Under the Home Rule Charter, the Council has two main ways of passing legislation—a fast way, and a more lengthy way. It appears that both methods will be brought to bear in regards to emergency police and justice reform legislation in the aftermath of the murder of George Floyd by Minneapolis police and the national movement around police reform.
At its most recent Legislative Meeting, the Council unanimously passed an emergency police and justice reform bill, the details of which will be discussed below. Emergency bills–which are used to tackle items that are time-sensitive—do not require that a hearing be held, must pass by a super-majority, remain effective for 90 days and become effective immediately once signed by the Mayor, and without the need for Congressional review.

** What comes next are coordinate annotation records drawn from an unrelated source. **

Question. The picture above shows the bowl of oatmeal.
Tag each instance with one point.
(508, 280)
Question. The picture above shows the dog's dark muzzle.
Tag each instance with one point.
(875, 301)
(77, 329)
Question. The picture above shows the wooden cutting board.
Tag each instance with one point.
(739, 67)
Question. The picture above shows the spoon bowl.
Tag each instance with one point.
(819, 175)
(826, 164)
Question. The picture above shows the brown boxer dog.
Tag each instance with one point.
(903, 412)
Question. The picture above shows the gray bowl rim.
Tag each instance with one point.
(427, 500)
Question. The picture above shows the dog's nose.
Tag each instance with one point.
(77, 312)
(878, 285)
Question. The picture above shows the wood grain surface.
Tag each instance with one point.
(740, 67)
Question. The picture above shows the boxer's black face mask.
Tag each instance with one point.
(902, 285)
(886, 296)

Permanent legislation, on the other hand, moves slowly by design. Such bills are subject to a hearing to receive public input, a committee discussion and vote, and approval by the full Council at not one but two Legislative Meetings.

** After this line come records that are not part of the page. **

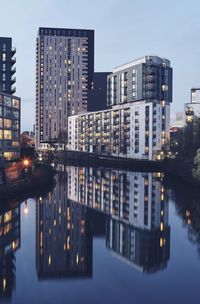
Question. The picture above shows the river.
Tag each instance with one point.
(102, 236)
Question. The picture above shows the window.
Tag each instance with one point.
(7, 101)
(16, 103)
(16, 114)
(7, 112)
(15, 144)
(4, 57)
(7, 123)
(7, 134)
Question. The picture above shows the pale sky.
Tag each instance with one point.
(124, 30)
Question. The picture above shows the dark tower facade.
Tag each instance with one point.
(7, 68)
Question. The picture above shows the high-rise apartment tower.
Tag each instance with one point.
(64, 75)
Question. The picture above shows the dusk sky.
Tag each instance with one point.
(124, 30)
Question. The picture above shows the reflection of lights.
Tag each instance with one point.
(26, 208)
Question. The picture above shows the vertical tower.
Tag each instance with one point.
(7, 69)
(64, 74)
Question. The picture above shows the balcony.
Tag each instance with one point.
(13, 80)
(13, 71)
(13, 60)
(13, 90)
(13, 52)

In regards to the police and justice reform legislation passed at the most recent Legislative Meeting, both the emergency and permanent legislative processes will seemingly be invoked, and the benefits of each scenario will be maximized. Given the urgent need, and intense public demand for action, emergency legislation was the appropriate first step. The absence of a hearing on the topic was mitigated by the fact that most if not all of the reforms included in the bill had either previously been discussed at length in the past on the Judiciary Committee level, and/or they were best practices borrowed from other municipalities. Regardless, when the permanent legislation comes up for consideration, there will be extensive opportunity for all those concerned, from the police to the public, to speak out on all details of the bill.

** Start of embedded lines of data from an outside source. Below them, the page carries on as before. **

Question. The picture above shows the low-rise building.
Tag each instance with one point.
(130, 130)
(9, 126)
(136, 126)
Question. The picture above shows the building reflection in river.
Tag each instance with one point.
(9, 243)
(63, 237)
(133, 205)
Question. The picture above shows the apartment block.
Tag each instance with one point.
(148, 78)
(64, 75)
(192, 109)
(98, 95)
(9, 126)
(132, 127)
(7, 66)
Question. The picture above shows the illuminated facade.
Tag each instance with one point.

Regarding the bill’s content, as passed, the measure:
- bans chokeholds and neck restraints by police and special police
- requires the release, within 72 hours, of body-worn camera footage after any officer-involved death or serious use of force, requires release of footage from past shootings, and bans officers from reviewing it prior to drafting crime reports
- prohibits use of tear gas, pepper spray, riot gear, rubber bullets and stun grenades by MPD (or federal police while on non-federal land) in response to First Amendment protests
- bans the hiring of officers fired for (or who resigned facing charges of) police misconduct or other serious disciplinary measures
- modifies the composition of the Police Complaints Board, moving from a five-member board with one Metropolitan Police Department representative, to a nine-member board with one member from each Ward, plus an at-large member, and no police representatives
- repeals the District’s mask ban legislation
- creates a 20-member Police Reform Commission
- requires that all MPD personnel working at a First Amendment protest wear identification indicating they are with local (as opposed to federal) law enforcement
- ensures the right to a jury trial in cases where assaulting a police officer is alleged
- limits and details what constitutes unlawful police use of force, and how it will be dealt with
- bans MPD from purchasing military equipment from the federal government
- requires the Department of Corrections to provide voter registration forms, voter guides, and absentee ballots to everyone in the Department’s care
- requires the Department of Corrections to conduct a weekly review of all those in its care to determine who might be ready to transition to home confinement
- clarifies that collective bargaining agreements cannot be used to shield employees from accountability and discipline
- requires additional training of officers on topics including racism and white supremacy
Bridging the gap between rapid-but-short-lived emergency legislation and long-lasting permanent legislation is what’s called “temporary legislation.” It requires two votes, and is in effect for 225 days. Like permanent legislation, it must passively lay over before Congress. A few proposed amendments to the emergency police and justice reform legislation needed further review and refinement prior to possible inclusion in a final bill. If the details on these amendments can be worked out, the changes could be incorporated in the bill prior to the second vote on the temporary version of the bill, and/or in the permanent bill.
Questions regarding the size of the police force, and potential budget cuts or transfers to further emphasize the Council’s past support for viewing crime prevention and violence interruption as public health measures, were largely postponed until they could be addressed as part of the ongoing budget process, which will culminate in final votes in late July.